Efforts to resist these proposals are being aimed at the European Parliament’s Environment Committee. Farmers are being encouraged to lobby the Committee by writing letters to the individual members and a petition is underway, which a number of correspondents have urged me to sign. Unfortunately, much of this effort misses the central point and is wrongly targeted. Decisions on what system to use for the assessment of pesticides we use in this country should be decided by our own Government at Westminster , not by unelected officials in the European Commission. The Environment Committee is only enacting the wishes of the Commission and its proposals will be rubber-stamped by the tame European Parliament.

People seem to be forgetting that what we joined in 1973 was sold to us as a ‘Common Market’ where we would do lots of business, which would be good for the economy. Who would have believed that 35 years later, officials at the European Commission, with no democratic legitimacy whatsoever, would be laying down the law on what chemicals we may spray on fields in Britain, while our own elected Government can do nothing but stand meekly by waiting to be told what it must enforce.

If you really do want to write letters, far better to send them to Gordon Brown and Hilary Benn, urgently requesting that Britain should veto these proposals and withdraw from the Common Agricultural Policy and, ultimately, from the EU itself. The one would inevitably lead to the other. You might copy your letters to Agriculture Commissoner Mariann Fischer Boel for good measure. Only by taking these dramatic but necessary steps will we ever again get sensible agricultural policy in Britain .¨

Credit Crunch Bites Farmers
Much has been made of food price inflation at the retail end, in recent months, but it is not being passed on down the chain. Price inflation is almost non-existent at farm level and farmers are now up against a triple whammy; including a dramatic fall in the price of feed wheat, down to about £90 a tonne, half of what it was last year, major increases in the cost of fuel and fertiliser and, just to put the tin hat on it, bank credit has dried up because of the current world financial crisis. Many farmers are facing disaster.

It has been instructive, if somewhat infuriating, to see how ineffectual the EU has been in the face of the credit crisis. While the Americans have swiftly recognised that regulations known as ‘Basel 2’ introduced in 2004, in the wake of the Enron disaster, have been a major factor in the current crisis and moved to change them immediately, all the EU has done is hold a series of ineffectual meetings after which a number of heads of state and government went home and did their own thing anyway. The Basel 2 rules were introduced in two EU directives and the process of drafting a new one to deal with the problem could take a year or more.

For those wishing to understand the Basel 2 rules, they involved the introduction of a complicated risk assessment model, which is used to assess the solvency of a bank after the end of a day’s trading. It produces an asset statement to determine whether or not the institution is solvent. All this is fine and dandy when the markets are rising but in times of recession, such as now, a bank’s assets appear minimal and no allowance is made for future recovery or the underlying value of the assets. This situation renders them unable to lend or borrow money, starving the banks of the only way they can stay solvent.

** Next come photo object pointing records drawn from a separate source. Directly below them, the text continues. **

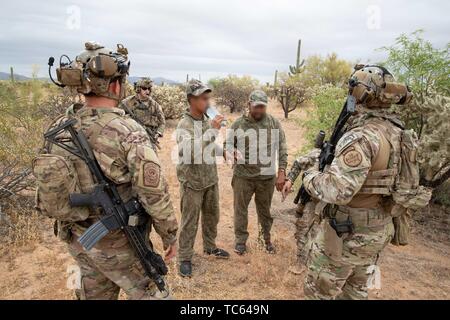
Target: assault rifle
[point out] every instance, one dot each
(328, 147)
(130, 217)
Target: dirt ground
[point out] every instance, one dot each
(420, 270)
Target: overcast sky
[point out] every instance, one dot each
(212, 38)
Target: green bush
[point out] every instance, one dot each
(327, 103)
(233, 91)
(172, 100)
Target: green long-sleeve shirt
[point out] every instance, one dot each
(261, 143)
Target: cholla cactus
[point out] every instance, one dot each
(172, 100)
(298, 68)
(434, 154)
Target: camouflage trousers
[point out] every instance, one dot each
(338, 267)
(110, 266)
(306, 229)
(243, 191)
(194, 202)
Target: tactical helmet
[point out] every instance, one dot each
(93, 70)
(374, 86)
(196, 88)
(143, 83)
(258, 97)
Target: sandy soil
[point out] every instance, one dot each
(420, 270)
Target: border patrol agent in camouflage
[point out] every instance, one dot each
(124, 152)
(254, 179)
(145, 109)
(199, 190)
(355, 188)
(307, 223)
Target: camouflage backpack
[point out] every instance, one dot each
(401, 179)
(57, 175)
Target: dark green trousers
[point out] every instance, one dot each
(243, 191)
(194, 202)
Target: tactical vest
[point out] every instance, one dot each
(394, 178)
(59, 173)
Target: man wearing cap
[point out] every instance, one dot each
(197, 173)
(145, 110)
(260, 138)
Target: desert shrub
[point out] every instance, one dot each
(19, 222)
(233, 91)
(327, 103)
(290, 92)
(426, 70)
(172, 100)
(57, 101)
(21, 129)
(320, 70)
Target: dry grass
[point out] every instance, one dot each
(34, 265)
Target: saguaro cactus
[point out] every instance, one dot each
(11, 70)
(298, 68)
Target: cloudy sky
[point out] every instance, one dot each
(213, 38)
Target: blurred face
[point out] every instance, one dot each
(257, 112)
(200, 103)
(144, 93)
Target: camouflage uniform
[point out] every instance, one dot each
(308, 220)
(338, 267)
(148, 113)
(124, 153)
(199, 190)
(254, 179)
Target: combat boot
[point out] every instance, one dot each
(270, 248)
(240, 248)
(185, 269)
(218, 253)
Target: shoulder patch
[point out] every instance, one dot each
(152, 174)
(347, 140)
(352, 157)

Without these inflexible rules, most of the banks that have collapsed might well have survived. While the bankers are taking most of the blame for the world crisis, the European Commission and some of our politicians should take their share. The really worrying thing is that the financial sector produces a third of Britain ’s income but it is now largely controlled by the rigid and paralysed EU, which makes us horribly vulnerable to the present financial crisis and certainly doesn’t make things any easier for farmers.